An American Master Returns Home
by Nick Mathis
The upcoming exhibition, Enchanted Garden: Enamels by an American Master is a celebration of the art and legacy of artist, craftsman, mentor, and teacher Karl Drerup, that returns his work to the public view.
On display at PSU’s Karl Drerup Art Gallery from August 15, 2007 through October 27, 2007, the exhibition will feature the jewel-like painted enamels that brought national attention to Drerup in the mid-20th century. The exhibition will also include examples of Drerup’s graphic art, painting, and ceramics to illustrate the intellectual and aesthetic unity and artistic virtuosity of the artist’s body of work.
Portrait of the Artist
Born in Germany in 1904, Drerup studied drawing and engraving in the applied art school in Munster. He earned a graduate degree in graphic arts from the United State Schools for Fine and Applied Arts in Berlin and a second graduate degree in painting from the Accademia di Belle Arti in Florence, where he became interested in majolica, glazed earthenware vessels and tiles with colorful painted decoration. By the early 1930s, Drerup was exhibiting his majolica pieces in Italy and Germany.
It was around this time that Drerup met and fell in love with Gertrude Lifmann, a young German woman studying in Rome. Gertrude was Jewish and the 1930s were a dangerous time for German Jews. To escape the fascist menace, Drerup and Gertrude moved first to Madrid, then to the Canary Islands, where Drerup became part of the artistic community and exhibited paintings with such renowned modern artists as Salvador Dali,Wassily Kandinsky, Paul Klee, and Max Ernst. By 1937, even the Canary Islands were not safe, and the Drerups left for New York City and security.
Success in the States
Once in America, Drerup enjoyed almost instant success as a painter of ceramics. In 1939, he won an important prize at the eighth National Ceramic Annual and was featured in three art periodicals. Drerup also exhibited ceramics at the New YorkWorld’s Fair of 1939–40. By this time, he had begun studying enameling, the process of fusing powdered glass to a metal support that goes back to the ancient Egyptians, Celts, Greeks, and Chinese.

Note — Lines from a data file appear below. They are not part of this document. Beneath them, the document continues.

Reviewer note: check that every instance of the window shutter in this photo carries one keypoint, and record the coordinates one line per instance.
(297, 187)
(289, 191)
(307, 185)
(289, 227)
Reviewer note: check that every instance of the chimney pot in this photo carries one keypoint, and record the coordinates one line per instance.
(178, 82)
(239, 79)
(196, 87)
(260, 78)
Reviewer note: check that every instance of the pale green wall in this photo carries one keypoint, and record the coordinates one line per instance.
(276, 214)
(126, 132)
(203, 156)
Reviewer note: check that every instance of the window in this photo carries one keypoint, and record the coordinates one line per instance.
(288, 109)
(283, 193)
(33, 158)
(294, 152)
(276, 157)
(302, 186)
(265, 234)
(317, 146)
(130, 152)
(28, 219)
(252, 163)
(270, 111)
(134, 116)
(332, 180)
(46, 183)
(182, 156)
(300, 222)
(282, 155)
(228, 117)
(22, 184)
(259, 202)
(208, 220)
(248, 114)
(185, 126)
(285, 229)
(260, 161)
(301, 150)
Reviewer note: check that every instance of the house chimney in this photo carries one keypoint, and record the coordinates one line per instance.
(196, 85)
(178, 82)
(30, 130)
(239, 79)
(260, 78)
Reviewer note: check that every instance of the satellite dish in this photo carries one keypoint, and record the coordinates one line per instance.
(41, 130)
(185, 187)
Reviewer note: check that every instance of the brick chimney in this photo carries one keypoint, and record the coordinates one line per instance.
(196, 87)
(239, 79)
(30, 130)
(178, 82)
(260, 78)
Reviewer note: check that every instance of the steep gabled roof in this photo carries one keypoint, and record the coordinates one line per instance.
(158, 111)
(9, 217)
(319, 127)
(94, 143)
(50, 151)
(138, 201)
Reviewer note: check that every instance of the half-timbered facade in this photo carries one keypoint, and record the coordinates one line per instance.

Throughout the 1940s and 1950s, his enamels won prizes at the National Ceramic Annual shows and other exhibitions; he had one-man shows at museums in Baltimore,
Seattle, San Diego, and elsewhere; Craft Horizons (now American Craft) featured him in its February 1957 issue, and in 1958, he became one of several dozen craftsmen to represent American craft at the Brussels World’s Fair. Arts and crafts scholars generally credit Drerup with reviving interest in enamels in the United States and of establishing the highest standards of enameling practice.
Drerup was instrumental in the developing American crafts movement, and in 1945 he accepted the invitation of the League of New Hampshire Craftsmen director to move to New Hampshire. He and Gertrude settled in Thornton, and Drerup soon began offering drawing workshops at Plymouth Teachers College. In 1948, Drerup founded the art department, which he directed and developed over many years.
According to art professor Terry Downs, Drerup was a reservoir of energy, ideas, and motivation. He was preparing future art teachers and trained students in all the arts: drawing, painting, printmaking, sculpture, and ceramics. He was, Downs said, “the epitome of Plymouth’s motto, Ut Prosim [That I May Serve], an artist in service to other artists.”
The impact of Drerup’s service to other artists extended well beyond Plymouth, as Drerup Art Gallery Director Catherine Amidon noted. “It’s fitting that this exhibition
coincides with the 75th anniversary of the League of New Hampshire Craftsmen, to which he contributed so much through his mentoring of New Hampshire crafts figures like Gerry Williams, and his friendship with Ed and Mary Scheier at UNH. Through his regional ties and national exhibitions, he truly was a catalyst for the American craft
movement of the mid-20th century.”
A Living Treasure
For over four decades, Drerup helped guide the careers of a generation of ceramicists and enamelists, and continued to produce significant works of art and to be a force within the now well-established American crafts movement. In 1961, Drerup was one of eight craftsmen chosen by the Brooklyn Museum of Art as a Master of Contemporary American Crafts. In 1986, Plymouth State named its art gallery after the renowned artist and awarded him an honorary doctorate, and in 1989, Drerup became the second recipient of the New Hampshire Living Treasure award presented by the New Hampshire State Council on the Arts and the governor. In 1995, he was
elected a Fellow of the American Craft Council, one of the highest honors bestowed on craftsmen in this country.
Karl Drerup died in 2000, leaving an indelible mark on American arts and crafts and on the memories of countless colleagues, students, and friends across campus and throughout the world.